This repository contains the source code for the master's thesis "AI Meets Classroom: Optimizing Transformer-Based Language Models for Education". The project evaluates Retrieval Augmented Generation (RAG) pipelines, emphasizing the integration of FATE (Fairness, Accountability, Transparency, and Ethics) principles. A comprehensive suite of evaluation metrics, including those from Ragas, DeepEval, and Haystack, to ensure a robust analysis of the performance of RAG models in educational settings is used.
Pipelines | Description |
---|---|
Flashcard Generator | An open-source pipeline designed by valuing the principles of the FATE framework. |
Baseline | Utilizes OpenAI's models to serve as a comparative baseline in the evaluations process. |
Before running the code, please ensure the following requirements are met:
- Python 3.11.9 installed
- API keys for Together.ai, OpenAI and Nomic Atlas set as environment variables
- All dependencies installed from
requirements.txt
This project integrates several APIs to enhance functionality and achieve comprehensive evaluation metrics. Below is a detailed description of each API used.

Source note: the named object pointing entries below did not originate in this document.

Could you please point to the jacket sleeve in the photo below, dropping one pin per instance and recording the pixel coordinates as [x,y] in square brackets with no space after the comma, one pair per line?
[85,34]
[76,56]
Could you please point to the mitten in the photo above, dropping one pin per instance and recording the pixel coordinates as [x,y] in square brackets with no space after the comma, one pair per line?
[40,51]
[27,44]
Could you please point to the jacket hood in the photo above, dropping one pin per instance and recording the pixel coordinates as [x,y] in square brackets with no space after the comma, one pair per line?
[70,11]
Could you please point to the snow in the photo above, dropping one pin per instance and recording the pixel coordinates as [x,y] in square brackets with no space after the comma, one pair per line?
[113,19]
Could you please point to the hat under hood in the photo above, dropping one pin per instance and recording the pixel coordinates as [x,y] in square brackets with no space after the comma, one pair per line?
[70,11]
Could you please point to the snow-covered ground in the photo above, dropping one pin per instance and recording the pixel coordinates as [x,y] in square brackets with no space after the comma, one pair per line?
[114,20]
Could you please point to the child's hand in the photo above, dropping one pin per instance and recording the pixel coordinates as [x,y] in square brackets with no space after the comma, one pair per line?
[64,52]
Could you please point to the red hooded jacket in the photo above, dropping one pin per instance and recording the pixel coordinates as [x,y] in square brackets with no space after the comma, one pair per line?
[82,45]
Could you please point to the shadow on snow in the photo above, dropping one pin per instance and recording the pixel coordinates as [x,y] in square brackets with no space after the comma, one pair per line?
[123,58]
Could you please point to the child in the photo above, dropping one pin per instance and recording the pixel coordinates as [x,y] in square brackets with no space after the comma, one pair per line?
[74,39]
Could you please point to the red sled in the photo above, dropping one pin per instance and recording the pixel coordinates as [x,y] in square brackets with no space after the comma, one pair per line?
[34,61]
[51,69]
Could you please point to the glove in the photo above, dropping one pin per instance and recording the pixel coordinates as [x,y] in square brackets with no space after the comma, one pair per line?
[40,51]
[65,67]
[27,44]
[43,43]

- Purpose: Facilitates collaborative AI-driven applications and integrations, providing tools for real-time model training and inference across various frameworks while supporting only open-source models.

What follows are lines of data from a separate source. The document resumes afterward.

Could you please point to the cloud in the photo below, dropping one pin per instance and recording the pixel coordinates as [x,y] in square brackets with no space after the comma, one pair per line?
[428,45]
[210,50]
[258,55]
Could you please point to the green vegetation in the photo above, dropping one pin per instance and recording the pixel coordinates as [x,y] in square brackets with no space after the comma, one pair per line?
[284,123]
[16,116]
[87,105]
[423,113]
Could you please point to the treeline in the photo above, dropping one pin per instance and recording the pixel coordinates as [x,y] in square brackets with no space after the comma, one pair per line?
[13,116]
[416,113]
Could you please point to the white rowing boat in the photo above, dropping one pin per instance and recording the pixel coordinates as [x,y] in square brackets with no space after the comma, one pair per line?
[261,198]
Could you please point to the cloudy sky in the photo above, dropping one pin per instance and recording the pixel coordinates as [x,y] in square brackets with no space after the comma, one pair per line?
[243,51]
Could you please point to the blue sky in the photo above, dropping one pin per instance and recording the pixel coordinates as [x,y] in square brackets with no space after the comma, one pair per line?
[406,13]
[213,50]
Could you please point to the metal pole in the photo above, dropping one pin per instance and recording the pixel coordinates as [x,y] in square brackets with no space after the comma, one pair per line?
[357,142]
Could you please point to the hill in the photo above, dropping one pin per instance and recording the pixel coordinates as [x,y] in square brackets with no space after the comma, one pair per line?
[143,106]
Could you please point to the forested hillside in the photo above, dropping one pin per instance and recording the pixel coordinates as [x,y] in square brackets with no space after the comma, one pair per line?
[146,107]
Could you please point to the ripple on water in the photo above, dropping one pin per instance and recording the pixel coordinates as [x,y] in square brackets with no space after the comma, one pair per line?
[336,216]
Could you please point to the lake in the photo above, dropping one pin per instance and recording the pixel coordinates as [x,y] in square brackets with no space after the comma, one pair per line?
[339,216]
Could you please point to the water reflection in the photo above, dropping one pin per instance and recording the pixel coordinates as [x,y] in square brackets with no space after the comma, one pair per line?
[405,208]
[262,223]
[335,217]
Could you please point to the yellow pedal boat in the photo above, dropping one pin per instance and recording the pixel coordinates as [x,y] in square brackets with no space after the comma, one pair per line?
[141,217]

- Setup: Register for an account on Together AI's platform and configure your project with an API key.
- Documentation: Together AI API documentation
- Purpose: Supports advanced text generation and document retrieval functionalities essential for the RAG baseline pipeline for comparison.
- Setup: Obtain an API key from OpenAI and set it as an environment variable as described in the Installation section.

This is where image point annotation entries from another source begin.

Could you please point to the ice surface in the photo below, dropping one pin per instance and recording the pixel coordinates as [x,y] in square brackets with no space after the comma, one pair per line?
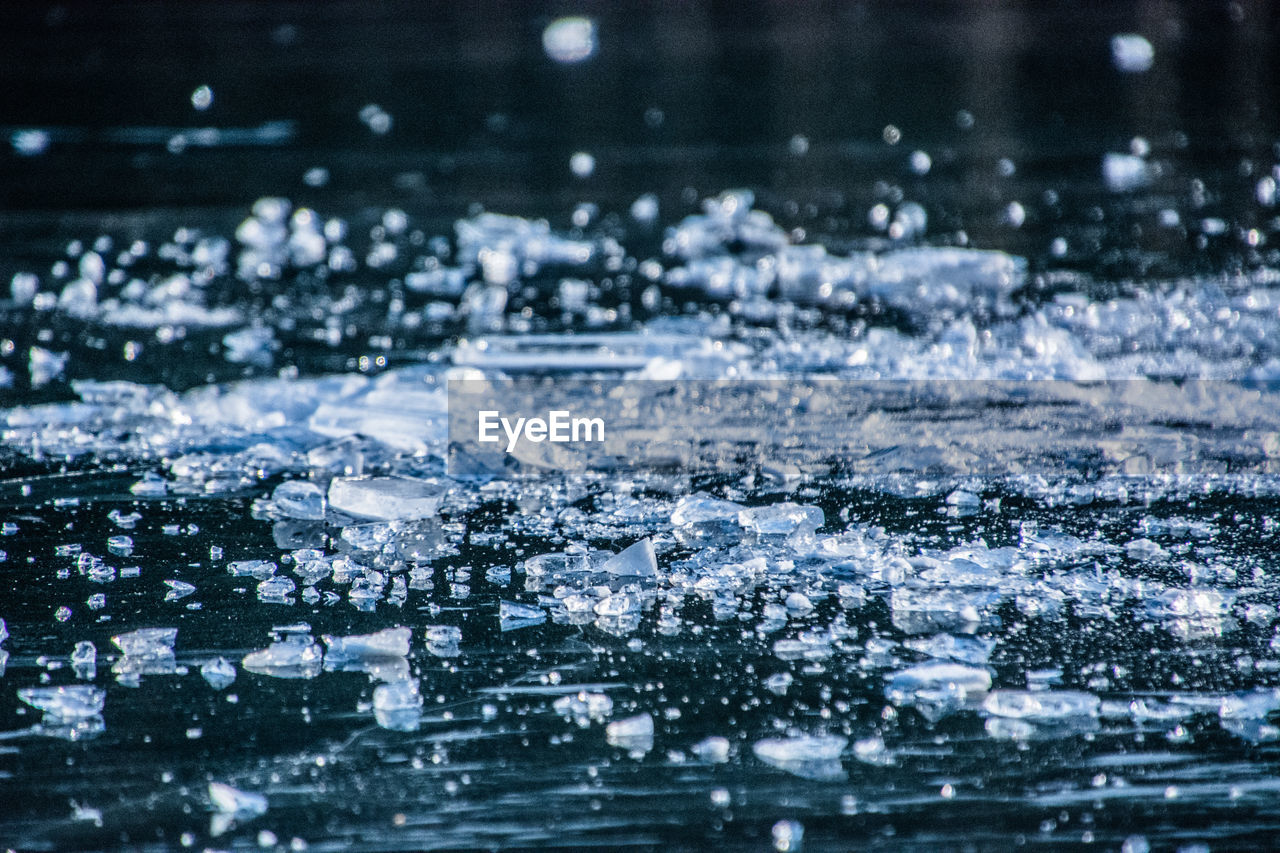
[1132,53]
[389,642]
[584,708]
[570,40]
[634,561]
[219,673]
[634,734]
[1125,172]
[300,500]
[384,497]
[65,703]
[398,706]
[936,689]
[178,589]
[295,657]
[713,749]
[784,519]
[1041,705]
[255,569]
[147,642]
[232,806]
[805,756]
[513,615]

- Documentation: OpenAI API documentation
- Purpose: Provides open-source language model embeddings and clustering algorithms to enhance semantic search and data organization capabilities.
- Setup: Install the Nomic Atlas Python package, configure your API key, and follow the initialization guide to start embedding your data.
- Documentation: Nomic Atlas API documentation
Clone the repository and install the required packages:
git clone https://github.com/ChristinaSchlager/flashcard_generator.git
cd flashcard_generator
pip install -r requirements.txt
The documentation for this project is available in PDF format. Please find the details below:
In the modern educational landscape, digitization has led to a significant increase in textual data from multiple sources. While this increase in data offers a wealth of knowledge, it also presents substantial challenges for educators and students. Moreover, schools have transformed into dynamic, interactive learning environments where the use of Large Language Models (LLMs) has become indispensable, particularly since the release of ChatGPT in 2022. However, the introduction of regulatory frameworks such as the EU AI Act highlights the importance of both functional and non-functional requirements for developing fair, transparent, responsible and ethical AI. Therefore, the implementation of the FATE (Fairness, Accountability, Transparency, and Ethics) framework in the development of a Retrieval Augmented Generation (RAG) model is demonstrated through its application to a Flashcard Generator designed to create educational flashcards. It is shown that the integration of ethical principles not only aligns with, but also enhances the performance of the model. The Flashcard Generator, developed using publicly available data and open-source models, leverages the RAG model to generate question-answer pairs for flashcards. It is evaluated against human-generated ground truth answers and a benchmark RAG model built with GPT-4 Turbo employing evaluation metrics from Ragas, DeepEval, and Haystack. This proof-of-concept serves as a template for future advancements, emphasizing fairness, transparency, and ethics, while maintaining high performance.
If you use this project provided within in your research, please cite it as follows:
Schlager, C., "AI Meets Classroom: Optimizing Transformer-Based Language Models for Education." Master's Thesis, Data Science & Intelligent Analytics, Kufstein University of Applied Sciences, Austria, 2024.